Eppure con gli avanzi si possono preparare ottimi piatti.
Ne sapeva qualcosa Olindo Guerrini, poeta e scrittore vissuto fra la seconda metà dell’Ottocento e il primo ventennio del Novecento.
Guerrini, nativo di Forlì, e che si procurava da vivere facendo il bibliotecario presso l’Università di Bologna, della cui biblioteca divenne poi direttore, scrisse, con lo pseudonimo di Lorenzo Stecchetti, un libro dal titolo “L’arte di utilizzare gli avanzi della mensa”, pubblicato postumo, nel 1918 (due anni dopo la sua morte) in cui propone tantissime ricette di cucina povera fatte con gli avanzi.
Pare che il riferimento alla mensa, di cui al titolo, fosse una nascosta polemica con riferimento al suo magro stipendio che lo costringeva a nutrirsi degli avanzi della mensa.
Cucinare con i resti di ciò che è rimasto dal giorno prima è dunque un’arte della cucina povera che ha un’illustre tradizione letteraria, che è bene rispettare ed utile praticare.
La ricetta con gli avanzi che vi propongo oggi è semplicissima.
Capita spesso di avere dei resti di pesce, per esempio se avete cotto alla brace o comunque grigliato del buon pesce (spigole, orate, pagelli).
Nella tradizione ionica e di altre parti d’Italia (non nell’alto Adriatico però), il pesce viene grigliato senza essere squamato.
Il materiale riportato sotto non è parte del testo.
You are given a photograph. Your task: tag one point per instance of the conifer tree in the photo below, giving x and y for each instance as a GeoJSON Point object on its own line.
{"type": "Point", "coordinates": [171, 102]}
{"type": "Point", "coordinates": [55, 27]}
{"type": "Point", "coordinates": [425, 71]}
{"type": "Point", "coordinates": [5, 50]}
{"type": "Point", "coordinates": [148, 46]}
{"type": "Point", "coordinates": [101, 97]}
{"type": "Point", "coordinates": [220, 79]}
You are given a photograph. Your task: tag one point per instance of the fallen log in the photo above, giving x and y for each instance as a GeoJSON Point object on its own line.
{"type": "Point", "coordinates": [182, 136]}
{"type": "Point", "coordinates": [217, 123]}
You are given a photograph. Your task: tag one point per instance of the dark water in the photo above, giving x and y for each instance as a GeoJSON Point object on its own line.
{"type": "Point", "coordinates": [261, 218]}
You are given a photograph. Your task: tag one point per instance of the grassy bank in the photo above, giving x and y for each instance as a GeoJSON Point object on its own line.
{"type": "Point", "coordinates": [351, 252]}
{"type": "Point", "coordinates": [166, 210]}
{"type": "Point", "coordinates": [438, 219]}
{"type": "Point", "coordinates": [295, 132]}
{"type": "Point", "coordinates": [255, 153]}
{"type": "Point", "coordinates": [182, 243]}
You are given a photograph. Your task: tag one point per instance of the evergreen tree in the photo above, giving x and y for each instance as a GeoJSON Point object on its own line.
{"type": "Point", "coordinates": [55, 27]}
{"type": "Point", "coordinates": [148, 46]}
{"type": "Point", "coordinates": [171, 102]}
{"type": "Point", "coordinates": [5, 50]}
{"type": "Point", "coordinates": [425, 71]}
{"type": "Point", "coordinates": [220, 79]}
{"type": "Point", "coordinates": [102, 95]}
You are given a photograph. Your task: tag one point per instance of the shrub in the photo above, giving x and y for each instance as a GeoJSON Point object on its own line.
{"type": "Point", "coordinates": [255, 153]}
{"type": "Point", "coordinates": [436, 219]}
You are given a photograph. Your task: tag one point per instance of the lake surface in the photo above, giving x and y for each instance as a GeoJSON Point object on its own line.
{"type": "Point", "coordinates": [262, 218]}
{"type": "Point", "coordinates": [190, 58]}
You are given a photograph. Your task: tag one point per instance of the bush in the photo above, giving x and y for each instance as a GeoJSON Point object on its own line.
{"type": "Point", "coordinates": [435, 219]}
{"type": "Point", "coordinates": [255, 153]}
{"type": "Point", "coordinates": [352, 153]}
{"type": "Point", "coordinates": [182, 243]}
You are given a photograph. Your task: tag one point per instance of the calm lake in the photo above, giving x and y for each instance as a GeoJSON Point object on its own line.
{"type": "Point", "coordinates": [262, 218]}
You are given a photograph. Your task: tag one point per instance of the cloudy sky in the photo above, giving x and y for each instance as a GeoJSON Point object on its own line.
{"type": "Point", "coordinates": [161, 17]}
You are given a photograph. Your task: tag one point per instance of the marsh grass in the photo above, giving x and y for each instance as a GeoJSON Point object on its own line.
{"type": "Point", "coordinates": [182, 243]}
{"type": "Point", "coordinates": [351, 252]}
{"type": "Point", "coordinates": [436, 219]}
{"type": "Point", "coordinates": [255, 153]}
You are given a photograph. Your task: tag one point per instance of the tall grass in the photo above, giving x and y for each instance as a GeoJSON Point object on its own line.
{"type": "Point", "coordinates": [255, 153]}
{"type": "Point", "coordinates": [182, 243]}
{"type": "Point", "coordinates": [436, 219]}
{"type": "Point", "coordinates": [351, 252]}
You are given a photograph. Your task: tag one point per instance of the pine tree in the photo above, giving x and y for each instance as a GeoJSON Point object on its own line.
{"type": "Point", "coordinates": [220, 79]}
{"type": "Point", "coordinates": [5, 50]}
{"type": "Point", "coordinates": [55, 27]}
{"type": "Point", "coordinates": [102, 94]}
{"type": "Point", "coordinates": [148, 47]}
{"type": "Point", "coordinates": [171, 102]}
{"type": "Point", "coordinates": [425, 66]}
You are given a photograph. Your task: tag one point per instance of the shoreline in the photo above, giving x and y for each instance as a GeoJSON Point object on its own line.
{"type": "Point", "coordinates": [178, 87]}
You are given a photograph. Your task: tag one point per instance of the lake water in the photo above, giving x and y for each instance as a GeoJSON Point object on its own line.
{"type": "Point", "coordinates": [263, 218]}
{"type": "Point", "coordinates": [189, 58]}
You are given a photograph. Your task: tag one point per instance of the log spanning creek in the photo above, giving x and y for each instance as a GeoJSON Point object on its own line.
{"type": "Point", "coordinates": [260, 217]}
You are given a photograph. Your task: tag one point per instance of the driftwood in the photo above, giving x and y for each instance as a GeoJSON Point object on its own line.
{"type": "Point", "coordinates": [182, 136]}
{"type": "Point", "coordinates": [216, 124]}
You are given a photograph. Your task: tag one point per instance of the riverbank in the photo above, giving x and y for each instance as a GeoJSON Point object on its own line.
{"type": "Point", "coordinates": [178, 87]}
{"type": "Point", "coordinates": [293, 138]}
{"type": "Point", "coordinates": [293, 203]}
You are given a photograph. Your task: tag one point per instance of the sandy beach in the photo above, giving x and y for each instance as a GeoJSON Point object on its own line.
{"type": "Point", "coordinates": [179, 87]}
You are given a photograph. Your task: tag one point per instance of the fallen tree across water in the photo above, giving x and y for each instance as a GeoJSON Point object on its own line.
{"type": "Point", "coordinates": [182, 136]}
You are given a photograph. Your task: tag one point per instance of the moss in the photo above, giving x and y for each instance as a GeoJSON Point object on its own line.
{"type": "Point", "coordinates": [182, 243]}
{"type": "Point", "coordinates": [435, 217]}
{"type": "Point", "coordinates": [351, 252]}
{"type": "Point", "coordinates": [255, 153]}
Le squame formano una struttura protettiva che consente alle carni di rimanere morbide senza bruciarsi, e soprattutto di conservare il sapore naturale.
In alternativa, se il pesce è squamato, si può avvolgerlo in foglie di vite o di agrume, in modo da ottenere la stessa protezione. Se avete cucinato del pesce in tale maniera, e ve ne è rimasto, provvedete a sfilettarlo, a liberarlo delle lische e delle squame.
Ricavatene dei filetti o comunque dei pezzi di polpa, disponeteli in un piatto e conditeli con olio extra vergine, succo di limone non trattato e un trito di aglio e prezzemolo con una spruzzata di pepe nero macinato.
Guarnite con fettine e scorze d’arancia non trattate, e servite freddo.
Se gradite, e non avete problemi di ingrassare ulteriormente dopo le feste, potete accompagnarlo con una salsa composta da due terzi di yogurt greco (per solidarietà europea oltre che per la bontà del prodotto), un terzo di maionese leggera e una spruzzata di senape di Digione.